Entah mengapa kepala Alexander terasa sakit, ketika mendengar potongan kalimat dari pesan suara yang diterimanya tempo hari. Ada juga bunyi denging yang tengah mengusik pendengarannya. Tangannya berubah kaku, sulit untuk digerakkan. Dadanya sesak. Jalan napas Alexander seperti tersumbat, bahkan ketika ia mencoba mengambil napas melalui mulut.
Jujur saja Alexander muak sekaligus takut. Ia tidak siap ketika dihadapkan dengan perpisahan. Hailexa sedang menangis, berteriak, mengatakan jika dia menyerah.

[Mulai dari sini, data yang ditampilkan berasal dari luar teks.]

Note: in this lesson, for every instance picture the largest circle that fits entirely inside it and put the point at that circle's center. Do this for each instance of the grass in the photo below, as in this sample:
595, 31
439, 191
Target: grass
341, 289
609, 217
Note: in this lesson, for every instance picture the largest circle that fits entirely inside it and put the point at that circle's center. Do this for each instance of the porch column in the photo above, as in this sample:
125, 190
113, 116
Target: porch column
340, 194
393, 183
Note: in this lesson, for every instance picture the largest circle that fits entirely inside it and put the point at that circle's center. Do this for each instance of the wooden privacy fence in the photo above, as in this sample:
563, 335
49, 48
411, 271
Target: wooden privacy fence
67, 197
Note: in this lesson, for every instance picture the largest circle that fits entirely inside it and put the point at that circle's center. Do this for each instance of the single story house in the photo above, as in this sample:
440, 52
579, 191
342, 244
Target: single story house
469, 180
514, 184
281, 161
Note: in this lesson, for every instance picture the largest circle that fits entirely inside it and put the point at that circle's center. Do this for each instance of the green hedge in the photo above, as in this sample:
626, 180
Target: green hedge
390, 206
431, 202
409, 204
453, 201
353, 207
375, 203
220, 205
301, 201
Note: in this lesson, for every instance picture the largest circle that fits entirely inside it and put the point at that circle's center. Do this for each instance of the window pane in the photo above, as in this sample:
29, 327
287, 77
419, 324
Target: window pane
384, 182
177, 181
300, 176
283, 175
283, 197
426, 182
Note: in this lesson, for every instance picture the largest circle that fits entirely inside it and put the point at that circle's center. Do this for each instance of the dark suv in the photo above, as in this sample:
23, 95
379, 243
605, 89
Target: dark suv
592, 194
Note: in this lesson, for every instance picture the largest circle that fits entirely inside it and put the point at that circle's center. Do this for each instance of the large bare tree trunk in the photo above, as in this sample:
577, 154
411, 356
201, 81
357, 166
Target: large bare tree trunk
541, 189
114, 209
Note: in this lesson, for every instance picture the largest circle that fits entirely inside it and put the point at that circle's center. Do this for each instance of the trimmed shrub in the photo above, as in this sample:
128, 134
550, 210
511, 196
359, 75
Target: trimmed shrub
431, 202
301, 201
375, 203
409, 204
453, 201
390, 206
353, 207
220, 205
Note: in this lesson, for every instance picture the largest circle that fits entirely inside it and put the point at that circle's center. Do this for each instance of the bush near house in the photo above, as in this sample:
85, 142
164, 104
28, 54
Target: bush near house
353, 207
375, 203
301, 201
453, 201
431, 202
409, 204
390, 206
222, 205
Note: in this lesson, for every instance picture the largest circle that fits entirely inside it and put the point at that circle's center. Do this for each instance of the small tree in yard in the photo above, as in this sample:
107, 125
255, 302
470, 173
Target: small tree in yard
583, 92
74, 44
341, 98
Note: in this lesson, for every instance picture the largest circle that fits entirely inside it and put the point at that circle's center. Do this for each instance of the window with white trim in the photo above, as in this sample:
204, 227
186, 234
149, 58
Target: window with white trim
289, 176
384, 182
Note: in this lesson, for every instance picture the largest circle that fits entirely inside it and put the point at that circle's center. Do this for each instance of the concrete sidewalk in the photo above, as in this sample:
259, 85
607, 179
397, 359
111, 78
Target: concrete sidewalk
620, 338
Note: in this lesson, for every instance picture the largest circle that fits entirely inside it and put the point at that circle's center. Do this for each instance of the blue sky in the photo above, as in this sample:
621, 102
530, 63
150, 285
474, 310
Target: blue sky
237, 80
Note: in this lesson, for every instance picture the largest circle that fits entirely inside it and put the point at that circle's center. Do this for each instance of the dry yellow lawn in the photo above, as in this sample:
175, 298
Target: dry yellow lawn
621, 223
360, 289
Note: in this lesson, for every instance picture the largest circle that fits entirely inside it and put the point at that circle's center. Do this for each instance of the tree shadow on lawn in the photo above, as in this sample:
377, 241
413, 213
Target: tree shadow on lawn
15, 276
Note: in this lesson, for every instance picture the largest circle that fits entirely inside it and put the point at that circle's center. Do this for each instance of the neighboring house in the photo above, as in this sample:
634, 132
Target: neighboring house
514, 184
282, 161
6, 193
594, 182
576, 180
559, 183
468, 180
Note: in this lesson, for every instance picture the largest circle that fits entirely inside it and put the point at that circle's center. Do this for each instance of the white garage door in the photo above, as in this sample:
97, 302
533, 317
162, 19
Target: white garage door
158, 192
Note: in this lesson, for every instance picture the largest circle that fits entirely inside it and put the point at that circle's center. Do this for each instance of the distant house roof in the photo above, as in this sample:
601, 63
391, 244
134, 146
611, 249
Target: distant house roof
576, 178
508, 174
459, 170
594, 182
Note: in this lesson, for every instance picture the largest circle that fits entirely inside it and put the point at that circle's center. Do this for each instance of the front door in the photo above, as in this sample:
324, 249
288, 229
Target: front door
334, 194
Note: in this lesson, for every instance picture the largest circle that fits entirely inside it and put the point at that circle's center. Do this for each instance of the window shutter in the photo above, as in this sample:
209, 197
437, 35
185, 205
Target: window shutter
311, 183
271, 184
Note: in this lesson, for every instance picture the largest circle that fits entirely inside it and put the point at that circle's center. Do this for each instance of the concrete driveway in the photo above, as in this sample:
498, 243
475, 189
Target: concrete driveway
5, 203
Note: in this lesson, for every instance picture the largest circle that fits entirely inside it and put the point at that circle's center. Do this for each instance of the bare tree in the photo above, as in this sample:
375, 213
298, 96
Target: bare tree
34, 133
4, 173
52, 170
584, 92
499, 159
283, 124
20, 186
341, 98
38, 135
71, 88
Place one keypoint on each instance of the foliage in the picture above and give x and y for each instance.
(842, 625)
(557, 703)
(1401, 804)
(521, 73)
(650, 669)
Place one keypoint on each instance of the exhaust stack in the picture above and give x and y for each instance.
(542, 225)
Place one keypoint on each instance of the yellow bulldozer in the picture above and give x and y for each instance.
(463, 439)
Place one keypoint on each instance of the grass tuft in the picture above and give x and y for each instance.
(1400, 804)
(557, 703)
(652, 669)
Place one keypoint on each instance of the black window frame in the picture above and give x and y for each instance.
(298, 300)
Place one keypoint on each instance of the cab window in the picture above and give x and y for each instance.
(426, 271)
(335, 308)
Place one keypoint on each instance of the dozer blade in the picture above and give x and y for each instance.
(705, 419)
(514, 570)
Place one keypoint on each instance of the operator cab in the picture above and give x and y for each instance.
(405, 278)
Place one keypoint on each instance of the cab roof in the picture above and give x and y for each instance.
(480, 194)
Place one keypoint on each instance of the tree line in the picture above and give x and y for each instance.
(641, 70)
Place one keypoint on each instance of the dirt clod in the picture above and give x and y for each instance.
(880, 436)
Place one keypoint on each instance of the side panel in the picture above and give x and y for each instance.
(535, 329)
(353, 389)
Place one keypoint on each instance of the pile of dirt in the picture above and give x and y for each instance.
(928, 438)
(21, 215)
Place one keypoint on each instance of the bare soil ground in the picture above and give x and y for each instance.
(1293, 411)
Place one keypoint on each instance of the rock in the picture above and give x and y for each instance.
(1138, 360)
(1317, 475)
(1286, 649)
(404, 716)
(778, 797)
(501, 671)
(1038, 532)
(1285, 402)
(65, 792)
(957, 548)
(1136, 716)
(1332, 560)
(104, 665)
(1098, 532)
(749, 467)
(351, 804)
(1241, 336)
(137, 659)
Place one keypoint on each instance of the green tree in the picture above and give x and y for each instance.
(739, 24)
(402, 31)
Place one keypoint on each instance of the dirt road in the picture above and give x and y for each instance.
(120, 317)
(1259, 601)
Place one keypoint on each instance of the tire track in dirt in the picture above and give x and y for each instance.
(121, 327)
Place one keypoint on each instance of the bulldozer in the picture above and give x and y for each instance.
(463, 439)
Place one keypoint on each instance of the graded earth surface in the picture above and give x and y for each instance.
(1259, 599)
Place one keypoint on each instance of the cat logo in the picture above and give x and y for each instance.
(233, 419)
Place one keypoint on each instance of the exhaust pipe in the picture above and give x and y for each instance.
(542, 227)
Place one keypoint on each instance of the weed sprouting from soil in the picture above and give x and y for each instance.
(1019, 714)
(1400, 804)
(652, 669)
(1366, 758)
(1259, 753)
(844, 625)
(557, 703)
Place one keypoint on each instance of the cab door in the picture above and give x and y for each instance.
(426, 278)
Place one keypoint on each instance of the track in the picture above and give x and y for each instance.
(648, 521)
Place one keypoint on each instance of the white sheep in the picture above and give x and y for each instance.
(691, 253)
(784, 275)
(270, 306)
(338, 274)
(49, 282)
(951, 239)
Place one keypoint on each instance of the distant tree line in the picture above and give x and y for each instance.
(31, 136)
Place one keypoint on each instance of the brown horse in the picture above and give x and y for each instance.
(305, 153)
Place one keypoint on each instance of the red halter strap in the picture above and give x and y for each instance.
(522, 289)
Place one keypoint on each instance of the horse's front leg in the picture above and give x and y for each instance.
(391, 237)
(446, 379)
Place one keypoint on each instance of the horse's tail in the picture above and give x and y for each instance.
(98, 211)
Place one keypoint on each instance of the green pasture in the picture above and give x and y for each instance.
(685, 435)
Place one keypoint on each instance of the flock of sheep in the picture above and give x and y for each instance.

Bagi Alexander ini adalah hal yang menyakitkan. Mereka sedang berjauhan, namun terasa begitu dekat dan nyata.
"Dia meninggalkanmu, sama sepertiku dulu."
Sial! Kalimat Hailexa berhasil mendatangkan Teresa di kepalanya. Gadis itu tertawa senang, mengucapkan rincian kata-kata penderitaan, sementara Alexander mencoba untuk bertahan. Seharusnya ia tak boleh kembali jatuh cinta. Jadi seperti ini 'kan, akhirnya?
Pergilah Teresa, aku mohon. Tidakkah cukup kau terus datang selama tiga tahun?
Bulir-bulir keringat mulai bercucuran, membasahi sebagian tubuhnya. Setiap kejadian yang ia alami dalam tiga tahun ke belakang, kini tersusun satu per satu. Tidak lagi, Alexander tidak ingin kembali.
Persetan dengan Teresa! Bisikan gadis itu tidak pernah nyata. Lalu kenapa dirinya selalu kalah? Alexander harus bisa mengendalikan dirinya, membawa kembali jiwanya yang tersesat bertahun-tahun.
"Parta. Parta. Alexander."
Alexander merasakan tubuhnya ditarik paksa untuk bangkit. Ketika matanya terbuka, hal yang pertama ia saksikan adalah tatapan Emma yang terlihat lega. Wanita itu memegangi sebelah lengannya, membantunya untuk duduk. Awalnya Alexander dilanda linglung, bersamaan dengan tarikan napasnya yang tidak stabil, serta perutnya yang mual. Persis seperti kelelahan karena olahraga berat.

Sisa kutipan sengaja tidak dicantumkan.